It's been a good month. He's only had a handful of seizures so far, although there are some new concerns which may or may not develop into something more. Only time will tell.
It struck my heart this morning how, often, when he's having a "good" stretch, the heaviness of the past 12 long years comes crashing in like an emotional tsunami.
It's almost as though when things are desperate on a day-by-day basis, I don't have time to feel. All my energy is turned towards survival.
When the desperation lifts for a moment and I can breathe again, the numbness of survival lifts too, leaving my heart exposed and vulnerable to all those unprocessed emotions I didn't have time for while in the thick of it.
That crushing emotion is not translatable with words and so I'll find myself weeping intermittently, for no evident reason, until survival mode hits again. It's such a paradox. I should be rejoicing; we haven't seen a seizure since the 12th. Yet, my face is drenched and my heart a crumbled mess.
Sometimes disability looks like streams of held-back tears, broken strength, and a heart that sigh with every beat, "Even so come..."
It's not always about having a seizure.
Sometimes the impact of his disability looks like sitting in the car while everyone else is touring a museum, because he just couldn't anymore.

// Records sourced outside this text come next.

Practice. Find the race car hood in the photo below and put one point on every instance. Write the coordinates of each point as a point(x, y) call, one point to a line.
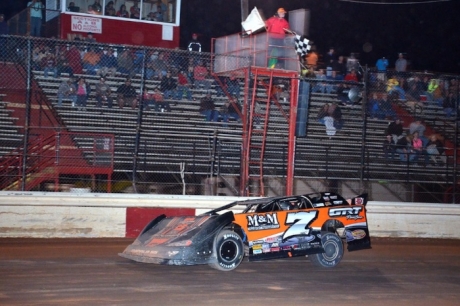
point(177, 240)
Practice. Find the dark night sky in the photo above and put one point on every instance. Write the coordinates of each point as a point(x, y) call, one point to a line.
point(428, 33)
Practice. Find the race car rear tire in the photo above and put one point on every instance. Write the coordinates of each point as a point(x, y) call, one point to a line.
point(228, 250)
point(333, 251)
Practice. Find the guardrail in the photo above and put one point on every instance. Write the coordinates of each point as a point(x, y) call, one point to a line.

And I'm trying to push the trapped-by-disability-frustration down, as I remind myself, he just finished sitting peacefully through that 20-minute lecture at Touro Synagogue; a reflection of growth. I force my heart towards gratitude that at least I was given that gift. That lecture was the most beautiful I've ever heard. It was like a livingbook come to life before my eyes. And I can understand more deeply the beauty of historical story-telling versus the stale textbook.
I would love to be touring the next museum too. I know he would have loved it. The magnificent art draws him in. But his body and mind refused would not cooperate. We made a hasty exit to the car before the meltdown could form in its fullness. Now he's content with a snack and his DS. It could be worse.
So, maybe next year we'll get to finally see the Chateau Sur Mer. This year, we sit in the car because that's what he needs. Sigh.
There was a brotherly row in our home this morning over what brotherly rows are generally about. Which is to say: nothing.
Big brother left for the day with devices, books, and notes for a college admissions meeting he has later in the day.
Little brother, unbeknownst to mom, took it upon himself to restore the peace.
People often speak of miracles in relationship to Trevor. Mostly, they have ideas of fireworks and full healing seizure freedom. Meanwhile, these are the miracles that leave me a puddle on the floor.